Sono 80 i lavoratori stagionali assegnati alla provincia di Padova a fronte di 300 domande. Le raccolte stagionali della frutta e della verdura, ma anche altre attività stagionali, cominciano nel segno della carenza di manodopera. Il decreto flussi, pubblicato il 9 aprile scorso, ha autorizzato l’ingresso in Italia di un numero limitato di braccianti di provenienza extracomunitaria, tanto che le aziende lamentano una grossa difficoltà a trovare organico per le raccolte.

Per il lavoro stagionale nel settore agricolo e turistico-alberghiero, il ministero dell’Interno ha stabilito l’ingresso in Italia di 18.000 cittadini non comunitari residenti all’estero, che poi sono state ripartite tra le Regioni privilegiando quelle del Sud Italia. A Padova sono stati assegnate 60 quote per il lavoro stagionale e 20 per il lavoro stagionale pluriennale.Il numero è del tutto insufficiente per coprire le necessità di braccianti nei campi della provincia di Padova.

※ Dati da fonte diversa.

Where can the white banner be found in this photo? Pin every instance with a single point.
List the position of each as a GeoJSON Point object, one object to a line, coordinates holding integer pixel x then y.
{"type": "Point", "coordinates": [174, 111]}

Confagricoltura Padova è impegnata nell’informazione e nell’assistenza alle proprie aziende per prevenire le situazioni di irregolarità e di caporalato ha sottolineato il presidente della nostra asociazione, Michele Barbetta, anche di fronte al Prefetto di Padova. Va perciò data una risposta concreta alle aziende agricole che chiedono lavoratori per le proprie attività, altrimenti si dà spazio al ricorso al lavoro non regolare.

Il secondo problema riguarda “la necessità di una maggiore collaborazione tra noi, associazioni datoriali che assistono le imprese agricole, e la pubblica amministrazione per un’adeguata verifica della regolarità delle società cooperative che offrono lavoro in agricoltura, soprattutto nell’appalto di servizi. Spesso si tratta di soggetti opachi, privi di referenze affidabili e non in possesso di certificazioni, in quanto spesso sono di recente costituzione. Stiamo quindi chiedendo alle istituzioni preposte una più stretta collaborazione per la verifica di tali soggetti, in quanto è necessario isolare dal mercato del lavoro e dei servizi in agricoltura elementi che operano nell’illegalità e perciò possono arrecare problemi alle nostre aziende.